A $235M Settlement Doesn’t Fix B.C.’s $3.86B Wastewater Disaster
Metro Vancouver’s North Shore wastewater settlement may end one legal fight. It does not answer how a roughly $700-million public project became a $3.86-billion bill.

Editorial graphic generated for iVoteNDP.com, May 17, 2026.
The North Shore Wastewater Treatment Plant just produced a $235-million settlement. That sounds large until you put it beside the real number: the project now sits at an estimated $3.86 billion.
CityNews reported May 13 that Metro Vancouver and Acciona reached a settlement in the legal fight over the troubled project, with Acciona providing a $235-million payment. The same report said the plant was originally forecast at about $700 million and is now estimated at $3.86 billion.
That is not a rounding error. It is a public-cost explosion of more than five times the original estimate, tied to a basic piece of regional infrastructure that households cannot opt out of paying for.
The settlement is not accountability
Acciona has denied wrongdoing. CityNews reported the company “vigorously refuted” Metro Vancouver’s allegations. So this is not a claim that a court has found misconduct. It is a much simpler point: taxpayers are left with an enormous bill, and a private settlement does not replace a full public explanation.
North Vancouver Mayor Linda Buchanan said exactly that in her May 14 statement. She welcomed the settlement as a step forward but said it “does not resolve” the core concerns about accountability and fairness for North Shore residents.
Those concerns are not new.
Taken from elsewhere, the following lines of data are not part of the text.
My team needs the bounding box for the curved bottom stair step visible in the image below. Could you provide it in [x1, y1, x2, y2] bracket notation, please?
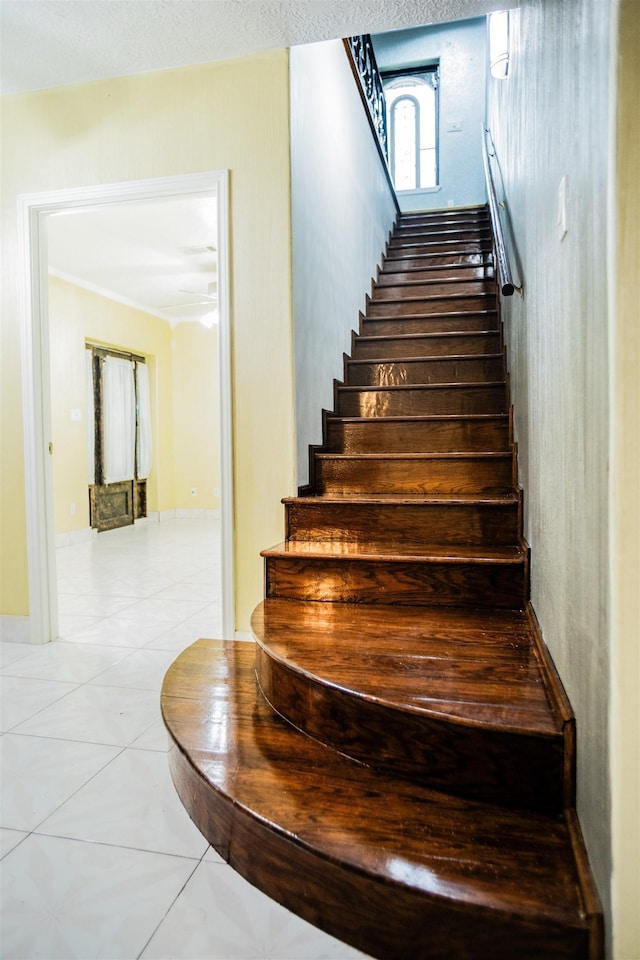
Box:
[252, 599, 574, 812]
[162, 640, 601, 960]
[261, 540, 529, 610]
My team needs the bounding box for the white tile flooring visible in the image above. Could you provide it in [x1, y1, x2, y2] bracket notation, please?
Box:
[0, 519, 363, 960]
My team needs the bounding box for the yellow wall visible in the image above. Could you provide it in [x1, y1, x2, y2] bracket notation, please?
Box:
[173, 323, 220, 510]
[0, 50, 294, 630]
[49, 277, 176, 533]
[609, 0, 640, 960]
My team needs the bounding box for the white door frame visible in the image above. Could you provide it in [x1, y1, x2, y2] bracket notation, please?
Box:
[18, 170, 235, 643]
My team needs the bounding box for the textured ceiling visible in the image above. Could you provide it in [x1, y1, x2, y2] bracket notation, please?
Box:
[0, 0, 513, 94]
[47, 197, 218, 325]
[13, 0, 504, 323]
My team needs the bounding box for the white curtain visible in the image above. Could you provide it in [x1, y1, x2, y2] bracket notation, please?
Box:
[85, 350, 96, 484]
[136, 363, 153, 480]
[102, 357, 136, 483]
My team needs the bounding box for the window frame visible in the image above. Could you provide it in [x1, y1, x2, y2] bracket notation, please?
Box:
[380, 61, 440, 194]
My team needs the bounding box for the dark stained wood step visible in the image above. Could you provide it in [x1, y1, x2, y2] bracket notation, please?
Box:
[378, 250, 493, 280]
[387, 229, 491, 250]
[344, 353, 505, 387]
[262, 540, 529, 610]
[397, 203, 489, 226]
[373, 261, 493, 288]
[162, 640, 602, 960]
[282, 493, 520, 548]
[252, 599, 575, 813]
[314, 451, 515, 494]
[351, 330, 502, 360]
[335, 383, 508, 417]
[323, 413, 510, 453]
[371, 274, 495, 301]
[360, 307, 499, 337]
[385, 233, 492, 260]
[365, 293, 496, 320]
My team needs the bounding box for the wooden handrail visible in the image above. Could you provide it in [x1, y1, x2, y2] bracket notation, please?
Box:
[482, 124, 522, 297]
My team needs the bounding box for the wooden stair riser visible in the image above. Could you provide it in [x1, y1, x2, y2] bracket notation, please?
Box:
[285, 498, 520, 548]
[344, 354, 505, 387]
[395, 207, 489, 230]
[335, 384, 508, 417]
[314, 453, 515, 495]
[378, 249, 493, 272]
[351, 330, 502, 361]
[256, 641, 564, 813]
[385, 237, 492, 260]
[324, 414, 510, 453]
[366, 292, 496, 320]
[265, 555, 528, 610]
[374, 259, 493, 287]
[360, 309, 499, 337]
[371, 277, 495, 303]
[387, 226, 491, 252]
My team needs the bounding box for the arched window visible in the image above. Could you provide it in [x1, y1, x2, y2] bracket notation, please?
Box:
[383, 67, 438, 190]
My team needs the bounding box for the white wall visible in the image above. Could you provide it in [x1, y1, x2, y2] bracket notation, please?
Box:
[373, 17, 487, 211]
[489, 0, 614, 940]
[290, 40, 396, 485]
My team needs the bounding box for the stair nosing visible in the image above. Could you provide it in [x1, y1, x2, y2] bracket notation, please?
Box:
[260, 540, 527, 564]
[337, 380, 506, 391]
[327, 414, 509, 424]
[345, 353, 503, 366]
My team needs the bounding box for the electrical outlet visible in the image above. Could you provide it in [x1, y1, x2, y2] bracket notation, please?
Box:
[558, 175, 567, 241]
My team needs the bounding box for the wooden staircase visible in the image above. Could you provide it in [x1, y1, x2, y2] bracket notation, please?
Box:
[162, 208, 603, 960]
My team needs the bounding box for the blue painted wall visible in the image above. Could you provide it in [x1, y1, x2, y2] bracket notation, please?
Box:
[372, 17, 488, 211]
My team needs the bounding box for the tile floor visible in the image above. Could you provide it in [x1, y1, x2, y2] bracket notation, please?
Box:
[0, 519, 363, 960]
The City of North Vancouver says North Shore mayors took their concerns to Premier David Eby in March 2026 and asked for a public inquiry, an arm’s-length review of Metro Vancouver governance, and a fair cost-sharing mechanism. In other words, local leaders have already put this file directly in front of Victoria.
What is sourced
- Metro Vancouver and Acciona reached a $235-million settlement over the North Shore Wastewater Treatment Plant dispute.
- Public reporting says the project moved from an original estimate of about $700 million to $3.86 billion.
- The City of North Vancouver says the project was first announced in 2011 and was meant to replace Lions Gate by 2020.
- North Shore mayors asked Premier David Eby in March 2026 for a public inquiry, governance review and fair cost-sharing.
Victoria cannot shrug
Metro Vancouver owns the project. That matters. This should not be lazily described as a project run solely by the provincial NDP.
But provincial leadership still matters when a regional utility project becomes a multibillion-dollar public finance disaster. The province sets the municipal framework, has the power to review governance, and was formally asked to intervene by the mayors whose residents face the sharpest pain.
If a $235-million settlement is treated as the end of the story, the public loses twice: first through the overrun, then through the lack of answers. British Columbians deserve to know what failed, who knew, when warnings were ignored, and how similar megaproject failures will be prevented.
The bottom line: a settlement is money back. Accountability is proof that the system learned something. On the North Shore wastewater plant, B.C. taxpayers still have the bill — and still need the inquiry.
Sources
CityNews Vancouver, settlement reached in North Shore wastewater legal fight, May 13, 2026; City of North Vancouver, Mayor Linda Buchanan statement, May 14, 2026; City of North Vancouver, North Shore Wastewater Treatment Plant issue page.